SUNY Downstate to Graduate New Health Professionals for New York and the Nation at Commencement Ceremonies May 29:

Dr. Thomas Farley and Dr. Edward H. Shortliffe to Deliver Commencement Addresses
 

Brooklyn – SUNY Downstate Medical Center will send a new class of physicians, nurses, allied health professionals, research scientists, and public health professionals into the world on Wednesday, May 29, at commencement ceremonies at Carnegie Hall. The majority of the graduates will stay in Brooklyn, New York City, or New York State to practice.  

The ceremony for the College of Medicine, School of Graduate Studies, and School of Public Health will take place at 3:30 pm and the ceremony for the College of Health Related Professions and College of Nursing will be held at 7:30 pm. Downstate President John F. Williams, Jr., MD, EdD, MPH, FCCM, will deliver greetings and closing remarks at both ceremonies.

 

College of Medicine, School of Graduate Studies, and School of Public Health

At the afternoon ceremony, Thomas Farley, MD, MPH, Commissioner of the New York City Department of Health and Mental Hygiene, will deliver the commencement address.  

Dr. Farley is a strong proponent of using environmental and policy change to alter personal behavior as a means of combating preventable diseases. Dr. Farley's many health initiatives include advertising campaigns to show the physical damage caused by smoking, a grading system for restaurant cleanliness, a ban on super-sized sodas, and efforts to improve oral health among children, reduce salt in packaged foods, and lower the incidence of teenage pregnancy.

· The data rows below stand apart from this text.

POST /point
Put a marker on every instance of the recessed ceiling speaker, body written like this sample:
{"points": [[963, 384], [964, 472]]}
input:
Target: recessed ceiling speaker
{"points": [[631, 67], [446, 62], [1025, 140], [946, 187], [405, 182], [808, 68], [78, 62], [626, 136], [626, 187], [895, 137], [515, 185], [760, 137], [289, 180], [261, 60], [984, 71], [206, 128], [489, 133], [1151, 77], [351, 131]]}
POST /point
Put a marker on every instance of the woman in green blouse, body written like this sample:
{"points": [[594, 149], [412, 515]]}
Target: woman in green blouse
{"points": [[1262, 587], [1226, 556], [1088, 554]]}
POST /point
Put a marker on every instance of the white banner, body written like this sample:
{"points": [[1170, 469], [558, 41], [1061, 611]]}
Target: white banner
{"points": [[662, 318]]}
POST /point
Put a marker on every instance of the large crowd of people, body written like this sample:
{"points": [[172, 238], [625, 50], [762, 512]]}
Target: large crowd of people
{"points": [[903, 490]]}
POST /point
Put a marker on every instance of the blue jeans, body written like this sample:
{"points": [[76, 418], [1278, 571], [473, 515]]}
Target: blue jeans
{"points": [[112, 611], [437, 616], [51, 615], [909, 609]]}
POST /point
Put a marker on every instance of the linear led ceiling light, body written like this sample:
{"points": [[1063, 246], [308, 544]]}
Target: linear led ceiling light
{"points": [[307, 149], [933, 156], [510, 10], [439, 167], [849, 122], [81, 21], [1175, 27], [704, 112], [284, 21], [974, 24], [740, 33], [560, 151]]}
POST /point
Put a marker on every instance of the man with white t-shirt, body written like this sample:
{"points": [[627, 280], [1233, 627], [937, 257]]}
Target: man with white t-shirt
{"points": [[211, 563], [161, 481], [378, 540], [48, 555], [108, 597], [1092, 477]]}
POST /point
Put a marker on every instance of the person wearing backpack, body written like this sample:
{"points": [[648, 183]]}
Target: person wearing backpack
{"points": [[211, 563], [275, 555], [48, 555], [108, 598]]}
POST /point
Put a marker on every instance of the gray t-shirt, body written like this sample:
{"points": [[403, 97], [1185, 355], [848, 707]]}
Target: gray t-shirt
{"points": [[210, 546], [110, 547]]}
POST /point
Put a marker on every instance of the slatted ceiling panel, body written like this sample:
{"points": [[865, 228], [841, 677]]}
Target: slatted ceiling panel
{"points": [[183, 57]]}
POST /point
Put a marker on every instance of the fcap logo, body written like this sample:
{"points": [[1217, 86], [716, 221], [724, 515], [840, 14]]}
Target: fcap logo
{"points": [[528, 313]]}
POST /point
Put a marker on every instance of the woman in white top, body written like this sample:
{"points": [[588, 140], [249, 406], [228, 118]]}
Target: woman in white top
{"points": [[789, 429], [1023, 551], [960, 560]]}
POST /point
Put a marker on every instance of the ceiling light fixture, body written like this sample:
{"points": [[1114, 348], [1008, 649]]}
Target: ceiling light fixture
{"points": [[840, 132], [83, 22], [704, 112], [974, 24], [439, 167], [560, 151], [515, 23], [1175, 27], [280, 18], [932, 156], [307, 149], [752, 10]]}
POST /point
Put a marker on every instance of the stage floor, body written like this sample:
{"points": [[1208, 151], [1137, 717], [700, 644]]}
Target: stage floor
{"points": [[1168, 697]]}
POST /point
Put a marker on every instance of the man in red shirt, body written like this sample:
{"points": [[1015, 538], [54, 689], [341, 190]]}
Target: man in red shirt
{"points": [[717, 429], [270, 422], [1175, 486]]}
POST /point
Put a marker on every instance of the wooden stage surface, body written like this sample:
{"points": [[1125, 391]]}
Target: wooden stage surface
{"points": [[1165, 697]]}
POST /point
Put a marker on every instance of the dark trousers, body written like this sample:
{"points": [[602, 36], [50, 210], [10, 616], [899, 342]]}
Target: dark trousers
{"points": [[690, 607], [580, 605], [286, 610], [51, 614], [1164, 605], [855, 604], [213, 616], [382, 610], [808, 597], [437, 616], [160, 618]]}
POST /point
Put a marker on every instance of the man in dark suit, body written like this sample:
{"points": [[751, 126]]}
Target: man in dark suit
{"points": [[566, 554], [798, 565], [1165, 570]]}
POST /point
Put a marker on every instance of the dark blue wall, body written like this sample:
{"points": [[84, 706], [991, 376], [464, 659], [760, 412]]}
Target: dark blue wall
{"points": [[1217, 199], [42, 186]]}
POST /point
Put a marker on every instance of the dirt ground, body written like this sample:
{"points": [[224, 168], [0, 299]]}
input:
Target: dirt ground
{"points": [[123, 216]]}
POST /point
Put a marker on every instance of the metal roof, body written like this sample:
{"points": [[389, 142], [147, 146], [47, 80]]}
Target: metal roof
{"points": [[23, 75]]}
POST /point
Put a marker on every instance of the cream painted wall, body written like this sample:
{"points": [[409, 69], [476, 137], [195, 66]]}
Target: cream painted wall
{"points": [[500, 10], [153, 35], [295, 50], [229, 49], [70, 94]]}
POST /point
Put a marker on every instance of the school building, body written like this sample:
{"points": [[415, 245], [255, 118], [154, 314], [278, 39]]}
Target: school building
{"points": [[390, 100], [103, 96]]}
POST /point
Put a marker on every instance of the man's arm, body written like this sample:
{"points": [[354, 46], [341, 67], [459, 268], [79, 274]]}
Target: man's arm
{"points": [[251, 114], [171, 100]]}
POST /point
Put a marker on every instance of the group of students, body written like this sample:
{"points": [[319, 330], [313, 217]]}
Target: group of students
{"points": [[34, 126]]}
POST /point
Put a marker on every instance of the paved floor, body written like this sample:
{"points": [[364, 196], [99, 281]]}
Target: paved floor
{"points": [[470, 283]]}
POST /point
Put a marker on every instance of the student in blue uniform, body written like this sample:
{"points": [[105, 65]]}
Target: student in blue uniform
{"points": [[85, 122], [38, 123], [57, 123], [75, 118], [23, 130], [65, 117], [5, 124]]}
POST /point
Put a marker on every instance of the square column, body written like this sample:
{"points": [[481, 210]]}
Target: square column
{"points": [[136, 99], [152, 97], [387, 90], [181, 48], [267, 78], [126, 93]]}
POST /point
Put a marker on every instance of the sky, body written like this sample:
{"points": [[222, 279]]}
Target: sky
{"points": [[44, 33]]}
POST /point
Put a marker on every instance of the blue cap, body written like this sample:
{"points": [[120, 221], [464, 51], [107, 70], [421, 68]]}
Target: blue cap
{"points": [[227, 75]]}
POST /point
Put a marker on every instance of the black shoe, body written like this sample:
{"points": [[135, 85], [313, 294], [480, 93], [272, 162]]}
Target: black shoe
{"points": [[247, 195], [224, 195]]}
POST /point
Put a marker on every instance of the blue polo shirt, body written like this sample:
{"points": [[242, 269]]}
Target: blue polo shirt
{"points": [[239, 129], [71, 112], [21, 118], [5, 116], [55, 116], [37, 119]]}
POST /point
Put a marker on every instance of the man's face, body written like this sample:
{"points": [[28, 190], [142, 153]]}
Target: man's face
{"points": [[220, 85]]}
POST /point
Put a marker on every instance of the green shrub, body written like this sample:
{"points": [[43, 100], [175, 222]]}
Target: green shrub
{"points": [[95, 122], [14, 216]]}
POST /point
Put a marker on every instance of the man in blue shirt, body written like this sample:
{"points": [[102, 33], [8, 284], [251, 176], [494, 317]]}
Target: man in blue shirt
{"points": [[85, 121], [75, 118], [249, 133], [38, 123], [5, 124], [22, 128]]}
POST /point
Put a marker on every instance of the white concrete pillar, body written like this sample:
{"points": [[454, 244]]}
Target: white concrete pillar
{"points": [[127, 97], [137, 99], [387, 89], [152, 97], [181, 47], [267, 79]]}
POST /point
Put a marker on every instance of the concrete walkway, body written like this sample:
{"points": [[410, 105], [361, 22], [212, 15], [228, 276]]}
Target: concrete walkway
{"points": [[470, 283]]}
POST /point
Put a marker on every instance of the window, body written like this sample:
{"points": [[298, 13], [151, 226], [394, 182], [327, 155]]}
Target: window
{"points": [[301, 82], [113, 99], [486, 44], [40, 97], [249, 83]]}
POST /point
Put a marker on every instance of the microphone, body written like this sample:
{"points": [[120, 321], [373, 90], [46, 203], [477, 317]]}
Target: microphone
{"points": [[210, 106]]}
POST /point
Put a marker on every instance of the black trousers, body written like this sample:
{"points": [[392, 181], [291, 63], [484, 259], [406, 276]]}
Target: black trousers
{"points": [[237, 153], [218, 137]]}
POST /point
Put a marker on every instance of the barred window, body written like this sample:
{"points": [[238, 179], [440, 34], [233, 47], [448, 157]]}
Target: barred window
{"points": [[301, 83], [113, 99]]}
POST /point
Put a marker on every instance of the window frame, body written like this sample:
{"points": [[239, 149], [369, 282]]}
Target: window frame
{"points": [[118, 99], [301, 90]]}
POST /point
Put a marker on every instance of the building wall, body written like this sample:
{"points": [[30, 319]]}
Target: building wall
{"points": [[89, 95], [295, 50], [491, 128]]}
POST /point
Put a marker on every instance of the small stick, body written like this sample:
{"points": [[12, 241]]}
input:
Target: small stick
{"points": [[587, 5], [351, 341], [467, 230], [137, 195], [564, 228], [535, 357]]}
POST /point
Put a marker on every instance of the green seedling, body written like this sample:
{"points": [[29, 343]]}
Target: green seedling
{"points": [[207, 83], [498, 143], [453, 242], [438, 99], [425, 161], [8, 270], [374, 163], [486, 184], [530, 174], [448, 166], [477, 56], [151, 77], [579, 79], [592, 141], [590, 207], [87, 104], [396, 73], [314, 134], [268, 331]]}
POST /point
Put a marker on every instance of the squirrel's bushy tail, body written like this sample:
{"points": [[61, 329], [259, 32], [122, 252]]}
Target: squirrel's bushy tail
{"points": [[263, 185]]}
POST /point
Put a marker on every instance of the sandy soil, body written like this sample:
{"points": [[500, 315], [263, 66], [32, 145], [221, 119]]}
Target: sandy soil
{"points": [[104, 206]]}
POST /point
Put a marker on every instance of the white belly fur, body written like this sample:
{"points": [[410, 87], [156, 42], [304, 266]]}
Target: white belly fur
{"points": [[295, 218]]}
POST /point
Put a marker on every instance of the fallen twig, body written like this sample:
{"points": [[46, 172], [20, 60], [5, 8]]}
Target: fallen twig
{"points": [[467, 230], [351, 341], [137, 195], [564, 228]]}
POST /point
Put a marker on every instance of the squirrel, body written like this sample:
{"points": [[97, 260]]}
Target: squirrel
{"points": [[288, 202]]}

Garry S. Sklar, MD, will be presented with the President’s Award. Dr. Sklar is a highly respected anesthesiologist who served as a member of the Downstate faculty from 1974 to 1978 and has maintained a strong allegiance to the Department of Anesthesiology to this day. In recognition of the department's significant body of work and its continuing historic contributions to the field, Dr. Sklar directed a major gift in 2012 to endow The Garry S. and Sarah Sklar Professorship in Anesthesiology. The endowed professorship focuses on translational research and the cognitive and behavioral effects of anesthesia during and after surgery. The President’s Award is given to distinguished professionals who have made significant contributions to health care or to society and who have also served SUNY Downstate in an extraordinary capacity.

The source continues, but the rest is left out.